Je vous demande vos bontés pour le fils de mon cousin. C'est par vous que j'apprends qu'il est à Turin, et je suis bien étonné qu'il ne m'ait pas écrit. Sa mère m'en avait bien pressenti ; mais cet article de sa lettre était si entortillé (avec intention sans doute) que je ne l'avais pas bien compris. Permettez-vous que je vous adresse une lettre pour lui ? Ce jeune homme a, dès son enfance, montré de l'honneur et du courage, et le parti qu'il a pris de lui-même prouve que la germe a bien fécondé. Je suis persuadé que son frère le suivra bientôt. Tout ce qui porte mon nom sera fidèle à ses premiers serments, au devoir et à l'honneur, soyez-en bien sûr. Celui qui est parti pour la France est léger, ne sait pas rester en place ; mais, dans le moment essentiel, il sera franc du collier.

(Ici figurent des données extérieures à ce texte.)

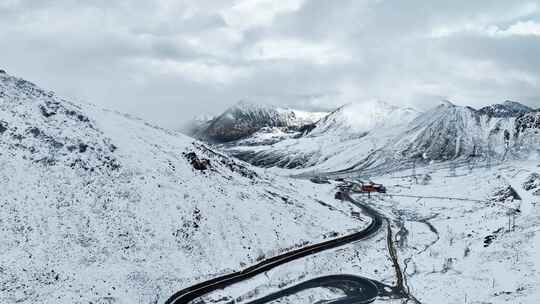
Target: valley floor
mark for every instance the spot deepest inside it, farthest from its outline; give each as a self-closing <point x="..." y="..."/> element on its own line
<point x="457" y="241"/>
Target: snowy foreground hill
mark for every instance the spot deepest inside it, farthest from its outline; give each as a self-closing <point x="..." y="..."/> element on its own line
<point x="100" y="207"/>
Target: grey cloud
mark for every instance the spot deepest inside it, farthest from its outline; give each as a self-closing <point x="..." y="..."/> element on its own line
<point x="168" y="60"/>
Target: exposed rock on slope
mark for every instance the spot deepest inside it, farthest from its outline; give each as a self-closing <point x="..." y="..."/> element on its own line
<point x="506" y="109"/>
<point x="100" y="207"/>
<point x="244" y="119"/>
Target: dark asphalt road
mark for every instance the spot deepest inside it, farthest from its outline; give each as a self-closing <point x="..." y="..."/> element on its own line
<point x="366" y="290"/>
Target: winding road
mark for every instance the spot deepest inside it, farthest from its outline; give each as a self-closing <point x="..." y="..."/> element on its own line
<point x="357" y="289"/>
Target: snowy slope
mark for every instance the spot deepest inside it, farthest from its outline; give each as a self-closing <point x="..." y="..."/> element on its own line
<point x="244" y="118"/>
<point x="345" y="136"/>
<point x="383" y="137"/>
<point x="100" y="207"/>
<point x="506" y="109"/>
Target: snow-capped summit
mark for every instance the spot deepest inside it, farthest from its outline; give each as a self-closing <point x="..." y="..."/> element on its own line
<point x="506" y="109"/>
<point x="101" y="207"/>
<point x="362" y="117"/>
<point x="245" y="118"/>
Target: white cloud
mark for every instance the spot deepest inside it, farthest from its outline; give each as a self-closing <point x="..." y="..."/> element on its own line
<point x="250" y="13"/>
<point x="523" y="28"/>
<point x="297" y="50"/>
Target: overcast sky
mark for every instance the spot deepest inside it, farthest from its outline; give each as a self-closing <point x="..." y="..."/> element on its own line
<point x="168" y="60"/>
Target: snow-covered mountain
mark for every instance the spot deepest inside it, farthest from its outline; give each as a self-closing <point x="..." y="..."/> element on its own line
<point x="506" y="109"/>
<point x="344" y="136"/>
<point x="359" y="137"/>
<point x="100" y="207"/>
<point x="244" y="119"/>
<point x="362" y="118"/>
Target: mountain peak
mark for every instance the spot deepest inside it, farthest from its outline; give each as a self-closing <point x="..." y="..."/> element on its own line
<point x="507" y="109"/>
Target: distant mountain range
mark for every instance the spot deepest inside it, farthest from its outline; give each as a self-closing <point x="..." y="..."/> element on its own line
<point x="371" y="135"/>
<point x="244" y="119"/>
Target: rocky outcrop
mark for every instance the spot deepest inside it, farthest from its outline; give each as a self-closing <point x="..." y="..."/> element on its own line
<point x="506" y="109"/>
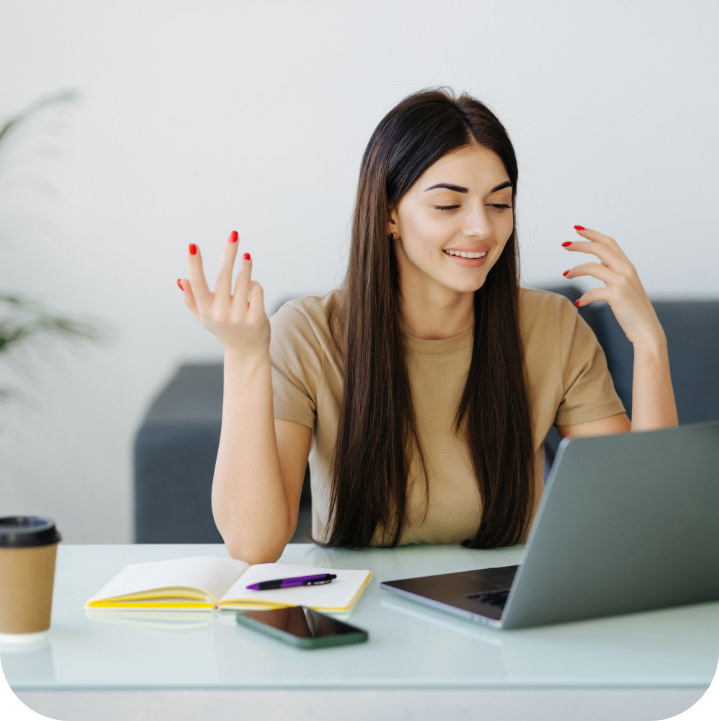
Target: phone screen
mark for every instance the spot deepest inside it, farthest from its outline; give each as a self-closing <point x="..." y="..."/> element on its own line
<point x="301" y="622"/>
<point x="303" y="627"/>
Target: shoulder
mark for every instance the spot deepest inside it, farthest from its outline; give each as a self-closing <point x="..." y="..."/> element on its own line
<point x="317" y="308"/>
<point x="307" y="320"/>
<point x="544" y="308"/>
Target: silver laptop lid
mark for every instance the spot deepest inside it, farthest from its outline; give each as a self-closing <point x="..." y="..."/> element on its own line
<point x="627" y="523"/>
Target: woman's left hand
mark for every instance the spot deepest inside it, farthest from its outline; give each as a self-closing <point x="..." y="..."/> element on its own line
<point x="624" y="291"/>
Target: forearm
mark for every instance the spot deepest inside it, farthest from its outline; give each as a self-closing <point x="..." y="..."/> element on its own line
<point x="249" y="499"/>
<point x="653" y="404"/>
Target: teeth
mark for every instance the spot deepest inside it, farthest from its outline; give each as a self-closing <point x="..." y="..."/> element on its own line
<point x="465" y="254"/>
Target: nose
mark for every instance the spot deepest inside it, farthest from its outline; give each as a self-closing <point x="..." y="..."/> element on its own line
<point x="477" y="224"/>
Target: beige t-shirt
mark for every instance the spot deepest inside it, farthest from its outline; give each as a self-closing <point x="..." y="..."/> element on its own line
<point x="567" y="377"/>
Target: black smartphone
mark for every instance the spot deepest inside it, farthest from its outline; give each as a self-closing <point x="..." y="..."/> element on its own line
<point x="302" y="627"/>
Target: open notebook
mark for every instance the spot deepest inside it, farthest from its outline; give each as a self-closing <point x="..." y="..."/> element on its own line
<point x="207" y="582"/>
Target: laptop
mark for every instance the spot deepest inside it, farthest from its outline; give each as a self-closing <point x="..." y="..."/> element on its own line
<point x="627" y="523"/>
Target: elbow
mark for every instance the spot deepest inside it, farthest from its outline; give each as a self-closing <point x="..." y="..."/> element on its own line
<point x="253" y="553"/>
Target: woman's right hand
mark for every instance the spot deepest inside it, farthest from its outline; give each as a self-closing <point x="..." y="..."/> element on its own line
<point x="241" y="325"/>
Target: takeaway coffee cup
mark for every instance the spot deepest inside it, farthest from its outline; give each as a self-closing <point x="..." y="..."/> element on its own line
<point x="28" y="545"/>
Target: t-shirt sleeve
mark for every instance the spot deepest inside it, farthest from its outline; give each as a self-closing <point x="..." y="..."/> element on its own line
<point x="588" y="389"/>
<point x="296" y="357"/>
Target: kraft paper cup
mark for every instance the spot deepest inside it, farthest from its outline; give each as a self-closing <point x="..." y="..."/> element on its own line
<point x="28" y="547"/>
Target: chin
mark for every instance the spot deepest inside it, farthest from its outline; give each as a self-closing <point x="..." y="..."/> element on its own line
<point x="466" y="285"/>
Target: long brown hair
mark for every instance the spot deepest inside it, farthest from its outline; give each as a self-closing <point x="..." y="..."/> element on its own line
<point x="377" y="431"/>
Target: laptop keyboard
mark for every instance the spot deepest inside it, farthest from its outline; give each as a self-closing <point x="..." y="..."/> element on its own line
<point x="491" y="598"/>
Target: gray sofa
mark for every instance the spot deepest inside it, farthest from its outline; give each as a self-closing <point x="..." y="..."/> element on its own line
<point x="176" y="445"/>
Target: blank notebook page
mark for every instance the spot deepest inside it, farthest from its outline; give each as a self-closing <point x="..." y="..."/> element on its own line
<point x="211" y="574"/>
<point x="338" y="594"/>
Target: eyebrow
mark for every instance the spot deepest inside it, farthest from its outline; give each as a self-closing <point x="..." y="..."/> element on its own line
<point x="460" y="189"/>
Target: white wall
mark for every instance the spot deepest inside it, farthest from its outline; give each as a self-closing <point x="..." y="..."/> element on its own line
<point x="201" y="117"/>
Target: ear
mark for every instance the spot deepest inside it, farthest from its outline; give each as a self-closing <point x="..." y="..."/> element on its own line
<point x="393" y="222"/>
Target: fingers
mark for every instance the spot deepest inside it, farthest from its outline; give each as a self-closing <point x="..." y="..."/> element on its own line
<point x="242" y="284"/>
<point x="189" y="297"/>
<point x="595" y="270"/>
<point x="223" y="286"/>
<point x="202" y="294"/>
<point x="597" y="237"/>
<point x="256" y="306"/>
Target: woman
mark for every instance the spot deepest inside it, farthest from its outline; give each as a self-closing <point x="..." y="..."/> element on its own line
<point x="425" y="386"/>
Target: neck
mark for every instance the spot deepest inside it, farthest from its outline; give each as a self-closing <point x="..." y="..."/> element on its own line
<point x="433" y="311"/>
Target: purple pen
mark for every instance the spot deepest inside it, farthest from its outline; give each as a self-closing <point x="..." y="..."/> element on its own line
<point x="292" y="582"/>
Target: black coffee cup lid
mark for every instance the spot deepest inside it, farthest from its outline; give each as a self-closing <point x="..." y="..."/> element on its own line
<point x="27" y="532"/>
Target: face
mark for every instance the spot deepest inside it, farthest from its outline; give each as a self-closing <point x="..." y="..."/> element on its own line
<point x="454" y="221"/>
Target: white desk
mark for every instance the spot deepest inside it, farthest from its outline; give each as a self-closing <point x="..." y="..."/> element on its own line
<point x="418" y="663"/>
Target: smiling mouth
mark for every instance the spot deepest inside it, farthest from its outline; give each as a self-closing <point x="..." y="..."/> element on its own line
<point x="464" y="254"/>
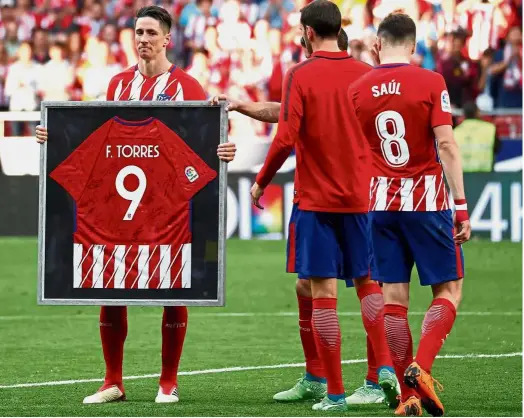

Je ne vous écrirai pas longuement aujourd'hui, parce que j'ai eu une attaque de palpitations de coeur, il y a deux jours, qui a duré d'une manière effrayante près de trois jeures. Il m'en reste une affection nerveuse et un étouffement insupportables. En vous écrivant, je suis prêt, à chaque instant, à perdre connaissance.
Souvenez-vous de traiter le plus que vous pourrez avec le Roi et la Reine par des hommes sûrs, qui porteront et rapporteront des choses verbales. Puységur est bon à employer en ce genre. Ah ! si vous pouviez avoir une autorisation bien en forme !
Vioménil ne vous a-t-il rien dit des Circello ? Ont-ils accepté la mission ? Vous ne nous en parlez pas.
Je suis obligé de m'arrêter, car je n'en puis plus. Je mets aux pieds de mon prince ma tendresse et mes hommages.